The Great Purge

October 24, 2014

We’ll be posting fairly regularly on topics related to economic discipleship and living more justly. In some cases, these blog posts will share our lives and struggles associated with economic justice. We are not writing from the perspective of having all the answers. Our goal is to inspire discussion and encourage thoughtful action in community through storytelling. We’d love to hear your thoughts on Facebook and Twitter.

By Christa

After going through BFJN’s Lazarus at the Gate curriculum with a group several years ago, I began to look at buying new things differently than I had before. I had become accustomed for a few years, as my income increased, to making small, fun purchases whenever I wanted something—new nail polish when I went to the drugstore, new earrings when I was out buying a birthday gift, a new shirt when I picked up cat litter at target. I had basically stopped thinking about these buying urges, enjoying the short “high” that comes with small or large-scale consumption.

Living and growing older bring change, and as I step back it is interesting to me that I had relaxed into these patterns. This was decidedly nota practice I had regularly allowed myself at earlier in my life. After graduating from college,I took a job in a very low-income neighborhood in Buffalo, New York, running after-school programs for at-risk children and teenagers. I lived in the neighborhood, spending time with kids and their families. The organization I worked for didn’t have much money, and I certainly wasn’t involved in the work to get rich. My income was very little, and I watched every cent.
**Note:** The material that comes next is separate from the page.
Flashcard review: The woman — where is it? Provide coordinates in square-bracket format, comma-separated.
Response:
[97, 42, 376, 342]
I was also convicted by the life and writings of Dorothy Day, co-founder of the Catholic Worker Movement, whose name graces hundreds of soup kitchens across the country. I resonated with her words and ideas around voluntary poverty, living with and among the poor as a means of finding and reflecting Christ. How could I understand or relate to the children and families I served if I didn’t even try to understand the fear and vulnerability associated with having little money? I wanted to live simply. Or more accurately, I wanted to wantto live simply. Because even then, the desire to buy whatever I wanted was strong, and I was limited in my consumption mainly by my lack of income.

This time around, with another decade of experience behind me, my thinking is different. I was sitting in my kitchen at some point after finishing the Lazarus group, and the amount of stuff that surrounded me–the pilling sweaters and broken earrings, the kitchen utensils I had doubles of just in case, the bottles of nail polish when I rarely paint my nails– began to feel heavy. I wanted to be surrounded by only things I loved or things that were useful, and I wanted to avoid buying items that contributed to a system of exploitation and oppression. I began to crave simplicity, at least the simplicity of having less stuff.
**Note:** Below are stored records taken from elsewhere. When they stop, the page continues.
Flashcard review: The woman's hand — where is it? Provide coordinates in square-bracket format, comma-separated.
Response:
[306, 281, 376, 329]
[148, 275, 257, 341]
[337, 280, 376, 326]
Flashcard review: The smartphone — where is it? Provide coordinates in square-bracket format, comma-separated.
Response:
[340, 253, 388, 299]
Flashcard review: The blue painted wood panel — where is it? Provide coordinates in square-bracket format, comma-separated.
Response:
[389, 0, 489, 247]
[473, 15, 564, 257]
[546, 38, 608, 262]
And so I started to purge. My husband and I went through every kitchen gadget, plate, cup, and utensil and kept only the most beautiful and useful. We went through clothes, books, furniture, sports equipment and tried to stop imagining “what-if” scenarios – what if I need this again someday? What if I end up regretting giving it away? We ended up with a full cargo van-load of things to give away.
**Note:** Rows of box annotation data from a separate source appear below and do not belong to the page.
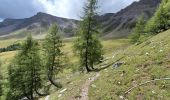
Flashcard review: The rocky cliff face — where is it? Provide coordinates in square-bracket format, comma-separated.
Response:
[99, 0, 161, 37]
[0, 0, 161, 38]
[0, 12, 78, 36]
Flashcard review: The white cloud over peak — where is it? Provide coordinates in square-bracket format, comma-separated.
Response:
[0, 0, 139, 19]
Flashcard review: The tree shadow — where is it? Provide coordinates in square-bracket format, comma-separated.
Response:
[91, 56, 124, 72]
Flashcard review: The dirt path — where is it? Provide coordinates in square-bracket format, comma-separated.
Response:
[45, 95, 50, 100]
[78, 72, 100, 100]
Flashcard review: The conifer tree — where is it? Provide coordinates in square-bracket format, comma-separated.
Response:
[44, 24, 64, 88]
[131, 16, 145, 43]
[145, 0, 170, 34]
[7, 35, 42, 100]
[74, 0, 103, 72]
[0, 62, 3, 99]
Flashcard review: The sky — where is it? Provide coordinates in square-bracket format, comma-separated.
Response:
[0, 0, 139, 21]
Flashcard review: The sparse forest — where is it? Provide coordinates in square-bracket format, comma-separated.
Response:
[0, 0, 170, 100]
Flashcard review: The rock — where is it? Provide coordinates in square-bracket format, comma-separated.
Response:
[152, 90, 156, 94]
[146, 52, 149, 56]
[159, 50, 163, 52]
[60, 89, 67, 93]
[58, 94, 62, 98]
[119, 96, 124, 99]
[113, 62, 124, 68]
[91, 84, 96, 88]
I’ve never missed the stuff, any of it. All I felt and continue to feel is relief, and a sort of vigilance against allowing it all to return. But all of these thoughts and actions are still in progress. I find myself sometimes walking toward the nail polish at CVS, or considering a kitchen utensil at the grocery store. Just thinking about the urges, though, rather than blindly following them, is a step toward living more justly.